Recently, a friend of mine sent me a link : http://www.businessweek.com/news/2012-12-18/india-sees-children-dying-as-2-billion-program-proves-defective#r=bloomberg. This article describes how 2 billion USD that India had allocated for malnutrition programs have essentially been flushed down the drain aka pockets of the rich businessmen. The article is a good read and provides a nice window to what actual journalism should look like — unlike the filth that TOI peddles as news (On that, see: [1] Tehelka, [2] Caravan: TOI “paid news”, [3] New Yorker on Samir Jain.). More than that however, it enforces an opinion that I have developed over time. Succinctly stated, it is as follows: In a functioning democracy, I’d rather trust the government than the corporations.

Let me qualify ‘functioning’.  By functioning, I mean a democracy that allows for freedom of speech through press, Internet and other related means; one that has a justice system that manages to get decisions right at least > 50% of the time; one that has free and fair elections where at least 2 parties with varying ideologies contest; and finally, one where every individual in the country, at least on paper has equal rights. By this measure, India is a barely functioning democracy (I am looking at you doddering justice system), and the US is not.

While the elections are supposedly ‘free and fair’ in America, the truth of how money can rig elections is amply demonstrated by the Bush elections (Florida counting debacles for example). The justice system seemingly works at a micro level, however, with an extremely biased supreme court, there isn’t equal rights for all, even on paper — think of the super PACs. What the supreme court has implicitly stated through the super PAC is that the rich can essentially shout out as loud as they want for the candidate they want, drowning out all of the other voices so that everyone votes for the person they want, who will in turn ensure that the rich get richer. If you’ve followed the recent Presidential elections, you’ll have noted the last-minute changes to voting norms that the various right-leaning states were attempting to push through, all of which would essentially disenfranchise the poor. The ruckus over voter IDs in the US was in itself an excellent demonstration of the fact that the rich will go to any lengths to protect themselves and their wealth. The recent haggling over the fiscal cliff is another such demonstration.

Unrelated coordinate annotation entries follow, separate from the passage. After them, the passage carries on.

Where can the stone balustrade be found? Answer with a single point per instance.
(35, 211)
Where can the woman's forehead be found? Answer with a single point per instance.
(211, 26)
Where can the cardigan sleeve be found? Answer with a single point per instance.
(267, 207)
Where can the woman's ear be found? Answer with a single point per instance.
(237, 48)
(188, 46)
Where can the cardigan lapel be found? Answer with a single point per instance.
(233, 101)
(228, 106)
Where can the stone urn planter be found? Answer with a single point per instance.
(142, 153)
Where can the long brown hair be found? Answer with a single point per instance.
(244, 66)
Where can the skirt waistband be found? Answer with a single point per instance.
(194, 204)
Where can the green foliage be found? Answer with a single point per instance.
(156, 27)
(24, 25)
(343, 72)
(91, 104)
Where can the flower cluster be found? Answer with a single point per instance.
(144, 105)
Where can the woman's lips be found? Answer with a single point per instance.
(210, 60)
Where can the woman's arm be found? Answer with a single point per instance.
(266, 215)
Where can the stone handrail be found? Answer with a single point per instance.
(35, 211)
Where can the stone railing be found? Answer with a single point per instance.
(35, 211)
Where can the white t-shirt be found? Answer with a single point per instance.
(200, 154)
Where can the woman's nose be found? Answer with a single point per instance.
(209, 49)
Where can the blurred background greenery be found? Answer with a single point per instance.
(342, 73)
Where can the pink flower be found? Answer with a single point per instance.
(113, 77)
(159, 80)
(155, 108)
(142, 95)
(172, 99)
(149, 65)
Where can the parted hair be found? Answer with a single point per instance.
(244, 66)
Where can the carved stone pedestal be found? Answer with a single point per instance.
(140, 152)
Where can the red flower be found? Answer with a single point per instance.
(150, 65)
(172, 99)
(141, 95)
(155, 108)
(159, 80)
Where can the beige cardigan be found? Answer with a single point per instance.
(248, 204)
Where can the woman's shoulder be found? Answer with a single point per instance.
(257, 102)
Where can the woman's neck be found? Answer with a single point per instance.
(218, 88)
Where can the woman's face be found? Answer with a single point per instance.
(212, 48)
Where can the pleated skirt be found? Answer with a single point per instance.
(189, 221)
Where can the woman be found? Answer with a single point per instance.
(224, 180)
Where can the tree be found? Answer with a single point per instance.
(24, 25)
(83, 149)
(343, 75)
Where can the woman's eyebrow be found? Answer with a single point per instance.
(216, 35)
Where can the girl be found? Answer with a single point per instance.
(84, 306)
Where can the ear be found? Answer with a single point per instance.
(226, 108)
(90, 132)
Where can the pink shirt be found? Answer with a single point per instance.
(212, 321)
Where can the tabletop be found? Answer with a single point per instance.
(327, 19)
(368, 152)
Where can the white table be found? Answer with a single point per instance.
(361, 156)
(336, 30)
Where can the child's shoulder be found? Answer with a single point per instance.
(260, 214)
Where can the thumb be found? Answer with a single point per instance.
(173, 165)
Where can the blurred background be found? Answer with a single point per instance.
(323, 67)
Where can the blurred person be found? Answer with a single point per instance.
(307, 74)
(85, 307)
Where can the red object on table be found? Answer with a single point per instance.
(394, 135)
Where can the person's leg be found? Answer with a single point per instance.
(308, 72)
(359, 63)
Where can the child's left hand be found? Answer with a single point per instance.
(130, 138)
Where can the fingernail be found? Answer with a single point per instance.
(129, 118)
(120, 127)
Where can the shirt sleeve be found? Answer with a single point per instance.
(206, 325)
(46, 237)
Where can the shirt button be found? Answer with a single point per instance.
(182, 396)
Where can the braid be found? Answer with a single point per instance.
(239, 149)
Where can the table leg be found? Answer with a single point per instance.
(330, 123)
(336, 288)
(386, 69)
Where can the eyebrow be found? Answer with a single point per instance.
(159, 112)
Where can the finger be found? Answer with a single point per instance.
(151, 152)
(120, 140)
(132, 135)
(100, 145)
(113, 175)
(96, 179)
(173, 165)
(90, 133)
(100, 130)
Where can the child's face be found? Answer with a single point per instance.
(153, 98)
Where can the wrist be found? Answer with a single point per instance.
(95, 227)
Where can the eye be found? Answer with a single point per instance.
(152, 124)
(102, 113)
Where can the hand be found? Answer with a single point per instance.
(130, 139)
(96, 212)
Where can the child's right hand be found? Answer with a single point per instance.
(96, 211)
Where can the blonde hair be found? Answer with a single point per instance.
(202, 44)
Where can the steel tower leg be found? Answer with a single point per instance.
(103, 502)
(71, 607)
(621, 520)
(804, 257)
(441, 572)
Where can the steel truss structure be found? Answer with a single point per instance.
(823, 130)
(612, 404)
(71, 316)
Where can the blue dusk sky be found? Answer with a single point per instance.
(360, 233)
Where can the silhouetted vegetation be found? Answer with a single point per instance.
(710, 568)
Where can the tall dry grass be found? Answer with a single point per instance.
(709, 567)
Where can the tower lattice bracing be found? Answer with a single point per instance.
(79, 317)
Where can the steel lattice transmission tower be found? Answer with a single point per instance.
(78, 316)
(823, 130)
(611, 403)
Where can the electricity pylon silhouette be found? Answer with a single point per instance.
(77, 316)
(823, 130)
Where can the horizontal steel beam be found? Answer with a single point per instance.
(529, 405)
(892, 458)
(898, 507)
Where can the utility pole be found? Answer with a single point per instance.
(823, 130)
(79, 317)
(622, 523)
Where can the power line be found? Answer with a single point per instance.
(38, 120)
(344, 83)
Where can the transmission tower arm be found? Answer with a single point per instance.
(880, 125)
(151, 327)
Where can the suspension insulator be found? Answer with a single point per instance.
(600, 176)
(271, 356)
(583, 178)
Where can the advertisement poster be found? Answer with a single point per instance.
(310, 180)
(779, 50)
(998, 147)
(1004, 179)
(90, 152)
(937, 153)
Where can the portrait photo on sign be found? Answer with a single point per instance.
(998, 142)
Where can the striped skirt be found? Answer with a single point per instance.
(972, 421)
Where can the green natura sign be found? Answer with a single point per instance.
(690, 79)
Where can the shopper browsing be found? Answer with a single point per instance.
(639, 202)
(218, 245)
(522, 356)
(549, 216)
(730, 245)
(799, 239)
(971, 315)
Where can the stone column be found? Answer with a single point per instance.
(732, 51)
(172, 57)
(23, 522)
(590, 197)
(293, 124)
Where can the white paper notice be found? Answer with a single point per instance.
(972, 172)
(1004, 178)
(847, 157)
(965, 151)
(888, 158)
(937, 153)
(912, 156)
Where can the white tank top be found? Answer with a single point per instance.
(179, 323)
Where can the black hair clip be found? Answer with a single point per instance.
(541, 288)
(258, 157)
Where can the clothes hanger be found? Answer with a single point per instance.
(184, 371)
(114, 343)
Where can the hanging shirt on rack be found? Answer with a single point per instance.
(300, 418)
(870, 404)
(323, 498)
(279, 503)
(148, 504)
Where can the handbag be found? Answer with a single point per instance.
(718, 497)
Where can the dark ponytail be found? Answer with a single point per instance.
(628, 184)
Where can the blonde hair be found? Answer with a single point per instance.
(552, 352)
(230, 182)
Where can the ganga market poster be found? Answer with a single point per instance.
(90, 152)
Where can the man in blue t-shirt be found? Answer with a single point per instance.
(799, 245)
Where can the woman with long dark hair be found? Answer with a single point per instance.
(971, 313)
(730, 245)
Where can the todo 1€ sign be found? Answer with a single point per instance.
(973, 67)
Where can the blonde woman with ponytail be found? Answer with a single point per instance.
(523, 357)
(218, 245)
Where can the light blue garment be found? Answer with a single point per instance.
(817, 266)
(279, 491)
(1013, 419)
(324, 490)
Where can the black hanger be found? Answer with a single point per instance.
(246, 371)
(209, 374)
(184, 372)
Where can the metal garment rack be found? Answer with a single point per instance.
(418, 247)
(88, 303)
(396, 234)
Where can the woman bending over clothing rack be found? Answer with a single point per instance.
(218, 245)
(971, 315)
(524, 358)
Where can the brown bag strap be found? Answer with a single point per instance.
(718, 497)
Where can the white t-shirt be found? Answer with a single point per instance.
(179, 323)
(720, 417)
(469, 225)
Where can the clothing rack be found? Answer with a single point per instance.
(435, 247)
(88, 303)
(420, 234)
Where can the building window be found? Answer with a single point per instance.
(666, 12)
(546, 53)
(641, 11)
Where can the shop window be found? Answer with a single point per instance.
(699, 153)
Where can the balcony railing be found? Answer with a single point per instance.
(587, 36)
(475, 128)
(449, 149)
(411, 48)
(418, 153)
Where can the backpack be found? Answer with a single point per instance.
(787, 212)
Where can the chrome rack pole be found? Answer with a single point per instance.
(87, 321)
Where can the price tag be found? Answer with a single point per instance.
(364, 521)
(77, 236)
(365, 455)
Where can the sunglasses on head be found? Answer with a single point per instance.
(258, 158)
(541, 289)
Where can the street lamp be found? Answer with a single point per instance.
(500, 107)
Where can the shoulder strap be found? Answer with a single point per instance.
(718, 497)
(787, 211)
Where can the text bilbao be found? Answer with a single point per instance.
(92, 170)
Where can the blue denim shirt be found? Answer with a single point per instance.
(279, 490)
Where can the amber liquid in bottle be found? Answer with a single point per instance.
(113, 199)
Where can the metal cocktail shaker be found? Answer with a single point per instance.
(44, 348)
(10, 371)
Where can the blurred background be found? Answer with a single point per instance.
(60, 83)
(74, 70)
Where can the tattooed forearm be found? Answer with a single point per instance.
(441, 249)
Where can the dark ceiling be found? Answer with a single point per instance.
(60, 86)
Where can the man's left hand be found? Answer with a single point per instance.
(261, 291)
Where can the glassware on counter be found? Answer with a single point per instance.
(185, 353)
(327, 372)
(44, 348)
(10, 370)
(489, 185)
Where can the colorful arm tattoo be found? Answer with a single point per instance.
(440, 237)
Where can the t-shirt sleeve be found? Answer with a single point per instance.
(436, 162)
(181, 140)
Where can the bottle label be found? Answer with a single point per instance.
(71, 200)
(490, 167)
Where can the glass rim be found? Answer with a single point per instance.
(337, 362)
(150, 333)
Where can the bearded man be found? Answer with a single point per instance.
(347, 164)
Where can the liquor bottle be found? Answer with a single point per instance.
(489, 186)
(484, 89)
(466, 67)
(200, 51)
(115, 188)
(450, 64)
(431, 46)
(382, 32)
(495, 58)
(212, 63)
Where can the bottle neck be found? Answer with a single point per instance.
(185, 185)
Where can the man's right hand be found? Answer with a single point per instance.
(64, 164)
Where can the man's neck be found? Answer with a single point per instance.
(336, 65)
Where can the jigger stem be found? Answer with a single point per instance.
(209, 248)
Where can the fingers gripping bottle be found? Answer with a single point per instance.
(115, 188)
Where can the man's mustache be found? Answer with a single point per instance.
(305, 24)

What does the US have to do with my stated position? Extreme capitalism, as is practiced in the US results in a steady dilution of the checks and balances that a state requires to keep man’s greed and income inequality under check. With each step that a country takes, all of the regulatory bodies that oversee corporate greed are either bought off, or done away all together (think of what the Republicans wanted to do with the EPA and you’ll get my point). In parallel, corporations take over media, either by outright ownership (Murdoch for eg.)  or by the route of advertising and revenue (a la “paid news”). With all dissenting voices silenced, the greedy are free to spread their wings and eat off much much more than they would ever need. Man, ever filled with greed, is never satisfied with simply fulfilling his needs.

I see India heading down the American path, and while I am not a big fan of uber-Government (a la the Emergency), I am not too sure that the American model is any indication of success. As P. Sainath demonstrates in this talk, the common measure of prosperity (the stock market) is directly proportional to the misery of the people. The one things that struck me from this talk was that the stock markets across the world shot up when the big tsunami hit some years back — misery of the have-nots is moolah for the haves.

The debate over the income-tax increase in the US demonstrates how poor the situation really is. Some comment I read stated that over 84% of all taxes were paid by <50% of the population, and hence taxing the rich even more was a shame, since the poor did not ‘pay their fair share’. This itself demonstrates the income gap. In a well balanced society, the tax payments would not be this skewed. I do not advocate a socialistic uniform distribution of wealth, but a more Gaussian one, where some people are really rich, some are really poor and most are in the middle. The US and India today resemble a bi-modal distribution — one small set are really rich and another large set really poor. The middle class is essentially non-existent in India, and although better in the US, the poor still abound. A beautiful example in my head is the compensation that the CEO of a successful tech company received: 380 million USD last year. Granted, it is vested over a period of some years and this amount is in company stock. Even then, this amount is ludicrous. This compensation is higher than the GDP of at least 5 countries in the world. On a PPP level (or GDP per capital), this is 3800 times that of the highest nation (Qatar according to the IMF in 2011 @ ~100,000 USD) . No individual should earn this much. Especially not when the poverty line (halfway across the world in India) is defined as 0.5 USD per day.

If this is what progress means, I’d rather have the stone age.